Foto: National Museum of African American History and Culture/ Getty Images

Bryant e Milam foram julgados em setembro daquele ano por um júri formado exclusivamente por homens brancos, já que negros e mulheres brancas estavam impedidos de compor o corpo de jurados no Mississippi da época. A absolvição veio depois de apenas 67 minutos de deliberação. Protegidos pela garantia constitucional que impede um novo julgamento pelo mesmo crime, os dois homens confessaram o assassinato meses depois, em entrevista paga à revista Look, sem que isso resultasse em qualquer punição.

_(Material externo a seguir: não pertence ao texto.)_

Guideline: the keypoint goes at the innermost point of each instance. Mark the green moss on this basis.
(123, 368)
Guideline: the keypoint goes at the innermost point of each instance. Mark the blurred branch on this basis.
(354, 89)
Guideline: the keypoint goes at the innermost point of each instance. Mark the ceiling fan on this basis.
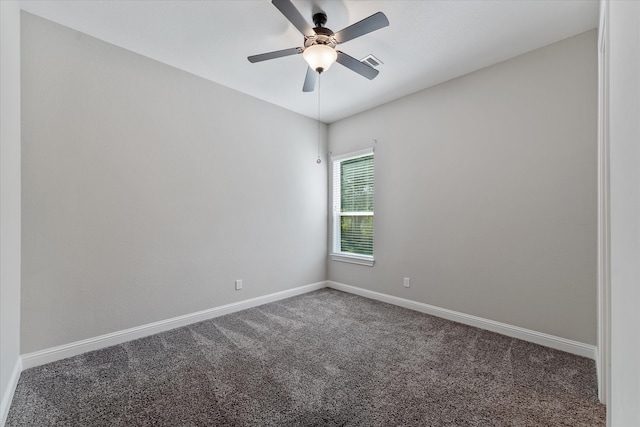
(320, 43)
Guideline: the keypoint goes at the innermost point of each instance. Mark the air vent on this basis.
(371, 61)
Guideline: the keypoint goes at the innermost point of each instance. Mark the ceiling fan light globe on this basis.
(320, 57)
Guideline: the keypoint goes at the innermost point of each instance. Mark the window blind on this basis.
(353, 196)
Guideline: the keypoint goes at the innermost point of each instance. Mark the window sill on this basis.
(353, 259)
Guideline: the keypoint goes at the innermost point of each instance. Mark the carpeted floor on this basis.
(325, 358)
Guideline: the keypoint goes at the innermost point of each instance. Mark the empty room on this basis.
(320, 213)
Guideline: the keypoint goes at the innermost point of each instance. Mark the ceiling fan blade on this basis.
(293, 15)
(310, 80)
(360, 28)
(354, 65)
(275, 54)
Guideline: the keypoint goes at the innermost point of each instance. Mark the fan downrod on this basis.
(319, 19)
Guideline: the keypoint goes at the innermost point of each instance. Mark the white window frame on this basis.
(336, 254)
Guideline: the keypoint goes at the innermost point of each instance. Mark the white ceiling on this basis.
(426, 43)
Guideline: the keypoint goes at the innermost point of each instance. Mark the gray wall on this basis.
(486, 192)
(147, 191)
(10, 196)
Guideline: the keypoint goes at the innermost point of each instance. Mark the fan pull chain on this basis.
(319, 80)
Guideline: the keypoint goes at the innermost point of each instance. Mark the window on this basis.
(353, 207)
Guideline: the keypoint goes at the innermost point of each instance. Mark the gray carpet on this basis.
(321, 359)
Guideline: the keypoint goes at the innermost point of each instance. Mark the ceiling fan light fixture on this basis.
(320, 57)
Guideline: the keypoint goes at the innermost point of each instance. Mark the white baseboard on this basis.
(7, 393)
(49, 355)
(73, 349)
(573, 347)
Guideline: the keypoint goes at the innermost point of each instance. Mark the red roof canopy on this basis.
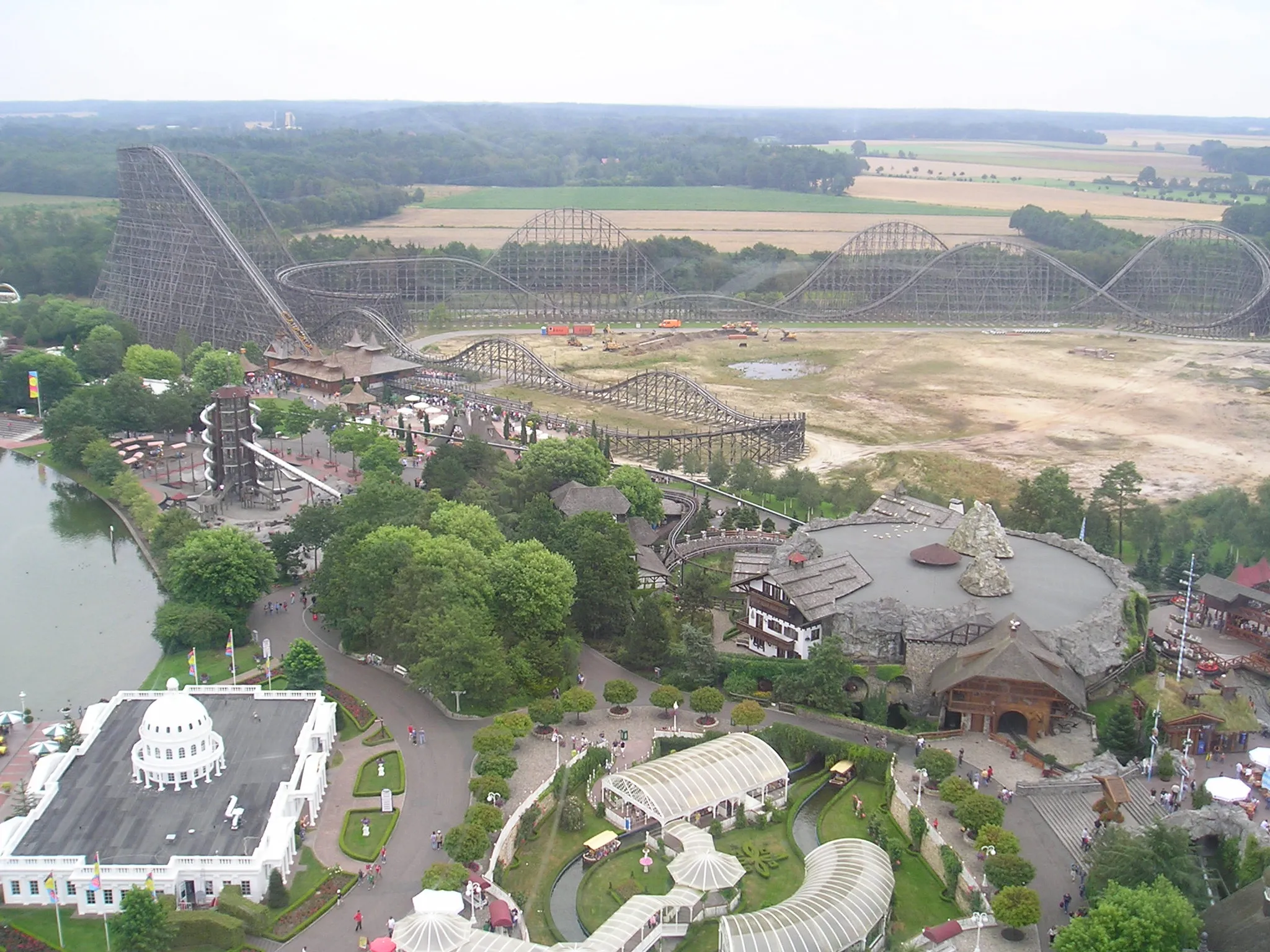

A mãe de Till, Mamie Till Bradley, tomou uma decisão que mudaria o rumo do caso ao insistir em um funeral de caixão aberto em Chicago, para que o mundo visse o que havia sido feito com seu filho. Milhares de pessoas passaram pelo velório na Igreja de Deus do Templo Roberts, e a revista Jet, voltada ao público negro, publicou fotografias do corpo mutilado, gerando comoção em todo o país. O jornalista Simeon Booker, que cobriu o caso para a publicação, relatou décadas depois em entrevista ao Civil Rights History Project, da Biblioteca do Congresso dos Estados Unidos, que a circulação da revista disparou após a publicação das imagens.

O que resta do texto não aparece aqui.